Real Energy Efficiency Improvements Come With Behavior Change
This report, like many that point out they ways we're consuming more while chirping about reductions and efficiency, underscores one key point that every issue in the environmental movement eventually circles back to: We need to change our habits of consumption. Meeting carbon emissions reduction goals really is not about making technology ever more energy efficient, though that of course should remain a high-priority goal. Meeting the goals is really about examining the way in which we consume technology and making appropriate changes to our behavior, including our use of electronics that do increasingly more high-powered stuff, replacing gadgets without a genuine need for replacement, expecting immediate convenience, no matter the watts it takes to provide it. It's about us, and what we've grown to require of the world.
The report states, "[P]olicy interventions and product technology improvements cannot be expected on their own to provide the fast, deep emissions reduction we need to achieve, within the time we need to achieve it. For good reason, policies and legislative frameworks take time to implement, and to bear fruit. As well as working along the whole domestic electrical supply chain, there needs to be a concerted campaign to change the way we all behave at home, to reduce domestic energy demand dramatically -- within this decade."
Forty years is a long, long, long time in technology terms. Most of us can barely remember what it was like to have to access encyclopedias, or search a card catalog drawer to find a library book, or spin that funny little dial thing on a telephone to place a call (and the phone had to be plugged into a wall). Ancient stuff. Now, we have personal computers, televisions in several rooms of the house, cell phones that often need to be recharged every day or two, refrigerators that can practically talk to us, washers and dryers that can be programed for special modes depending on the items you're putting in.
So a 600% increase in electricity consumption in 40 years is not necessarily surprising, though in a way, it should be.
Things are different now, and that difference requires more energy even if the newer model of gadget uses energy more efficiently than the previous model. And not only is technology different, but our mindsets about it are different. And that is the heart of the problem.
Can We Have Our iPhones And Carbon Emissions Reductions Too?

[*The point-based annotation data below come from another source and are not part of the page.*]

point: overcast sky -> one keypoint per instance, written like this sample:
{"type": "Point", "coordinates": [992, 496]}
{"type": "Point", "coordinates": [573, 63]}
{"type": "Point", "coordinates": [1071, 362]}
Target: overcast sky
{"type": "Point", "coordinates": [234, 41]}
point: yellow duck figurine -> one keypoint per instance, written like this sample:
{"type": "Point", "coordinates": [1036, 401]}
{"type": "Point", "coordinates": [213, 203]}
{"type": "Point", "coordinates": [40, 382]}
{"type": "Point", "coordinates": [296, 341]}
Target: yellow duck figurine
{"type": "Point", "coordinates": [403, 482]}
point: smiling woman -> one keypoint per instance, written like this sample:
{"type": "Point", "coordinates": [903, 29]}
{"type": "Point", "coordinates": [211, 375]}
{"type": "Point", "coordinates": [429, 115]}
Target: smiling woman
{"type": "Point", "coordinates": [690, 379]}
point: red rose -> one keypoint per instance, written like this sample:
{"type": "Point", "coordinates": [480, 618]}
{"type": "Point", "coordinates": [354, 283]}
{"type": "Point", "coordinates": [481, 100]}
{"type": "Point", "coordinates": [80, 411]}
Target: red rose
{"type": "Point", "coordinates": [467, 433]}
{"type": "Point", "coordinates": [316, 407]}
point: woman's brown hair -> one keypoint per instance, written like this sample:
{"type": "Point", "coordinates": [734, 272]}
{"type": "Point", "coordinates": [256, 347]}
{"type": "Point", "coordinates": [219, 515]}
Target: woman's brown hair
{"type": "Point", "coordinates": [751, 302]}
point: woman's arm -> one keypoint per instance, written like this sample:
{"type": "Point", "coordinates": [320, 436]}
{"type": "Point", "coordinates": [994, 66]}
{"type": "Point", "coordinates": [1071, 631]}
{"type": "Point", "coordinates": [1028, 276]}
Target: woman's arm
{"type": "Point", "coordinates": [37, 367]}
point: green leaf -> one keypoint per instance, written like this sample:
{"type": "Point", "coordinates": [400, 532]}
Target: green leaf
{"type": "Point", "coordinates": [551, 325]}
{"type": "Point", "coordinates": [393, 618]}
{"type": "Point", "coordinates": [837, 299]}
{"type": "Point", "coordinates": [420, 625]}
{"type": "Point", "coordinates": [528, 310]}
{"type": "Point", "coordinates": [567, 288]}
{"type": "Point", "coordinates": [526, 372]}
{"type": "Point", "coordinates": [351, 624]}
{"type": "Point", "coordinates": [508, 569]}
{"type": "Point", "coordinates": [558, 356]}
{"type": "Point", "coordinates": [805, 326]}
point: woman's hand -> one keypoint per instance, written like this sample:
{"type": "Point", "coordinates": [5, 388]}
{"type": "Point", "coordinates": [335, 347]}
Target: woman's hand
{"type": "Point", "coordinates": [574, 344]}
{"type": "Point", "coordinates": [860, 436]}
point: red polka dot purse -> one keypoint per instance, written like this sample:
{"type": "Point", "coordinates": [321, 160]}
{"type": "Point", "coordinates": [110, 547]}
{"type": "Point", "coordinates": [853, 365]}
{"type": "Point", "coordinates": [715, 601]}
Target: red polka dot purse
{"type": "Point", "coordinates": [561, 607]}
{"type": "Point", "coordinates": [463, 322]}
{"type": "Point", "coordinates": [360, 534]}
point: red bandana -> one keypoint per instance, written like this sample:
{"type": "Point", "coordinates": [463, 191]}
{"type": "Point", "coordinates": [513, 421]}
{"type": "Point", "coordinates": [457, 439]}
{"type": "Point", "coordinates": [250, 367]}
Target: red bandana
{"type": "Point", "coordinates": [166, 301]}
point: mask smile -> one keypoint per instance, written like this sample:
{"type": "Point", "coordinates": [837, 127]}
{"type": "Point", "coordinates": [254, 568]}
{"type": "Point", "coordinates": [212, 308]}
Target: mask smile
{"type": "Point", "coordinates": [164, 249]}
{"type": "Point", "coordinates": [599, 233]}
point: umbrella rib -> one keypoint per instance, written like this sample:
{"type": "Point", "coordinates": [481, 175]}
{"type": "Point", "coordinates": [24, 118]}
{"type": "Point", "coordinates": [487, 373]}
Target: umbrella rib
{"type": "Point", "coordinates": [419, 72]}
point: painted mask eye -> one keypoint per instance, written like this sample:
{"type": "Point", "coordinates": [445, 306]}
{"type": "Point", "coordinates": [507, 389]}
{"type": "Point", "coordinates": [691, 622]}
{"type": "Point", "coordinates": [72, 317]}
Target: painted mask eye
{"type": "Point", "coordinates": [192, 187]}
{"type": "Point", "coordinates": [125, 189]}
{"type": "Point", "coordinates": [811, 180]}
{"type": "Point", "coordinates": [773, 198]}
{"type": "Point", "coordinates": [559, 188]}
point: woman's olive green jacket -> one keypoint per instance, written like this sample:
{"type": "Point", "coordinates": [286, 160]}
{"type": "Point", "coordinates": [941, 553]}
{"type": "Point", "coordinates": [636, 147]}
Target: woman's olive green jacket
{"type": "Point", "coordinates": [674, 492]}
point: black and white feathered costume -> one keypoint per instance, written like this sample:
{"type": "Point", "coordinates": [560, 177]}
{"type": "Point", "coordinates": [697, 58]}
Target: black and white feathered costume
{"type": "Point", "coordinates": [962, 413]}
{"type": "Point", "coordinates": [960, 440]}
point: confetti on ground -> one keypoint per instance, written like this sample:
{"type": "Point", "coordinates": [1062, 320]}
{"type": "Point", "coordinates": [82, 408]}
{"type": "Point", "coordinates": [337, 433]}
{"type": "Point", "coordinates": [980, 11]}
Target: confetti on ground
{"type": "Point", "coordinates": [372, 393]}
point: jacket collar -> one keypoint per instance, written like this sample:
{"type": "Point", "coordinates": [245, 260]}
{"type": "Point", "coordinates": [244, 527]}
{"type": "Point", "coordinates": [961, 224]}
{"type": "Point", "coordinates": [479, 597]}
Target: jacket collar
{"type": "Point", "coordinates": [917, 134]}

Technology is easy to change and improve. The rapid rate at which is has changed and improved is proof of that. However, changing and improving our expectations and demands on the role technology plays in our daily lives is considerably harder. It requires behavioral shifts that can be tough to make.
Can we have all the technology we can handle and still have a carbon footprint that is sustainable? Perhaps. But it all comes back to improvements and consumption keeping pace with one another. Right now consumption is in the lead. While technology has and continues to bring about wonderful benefits to our lives, the extent to which we use it must align with what is ecologically sustainable. After all, there is no technology that can exist that will save us from unsustainable consumption.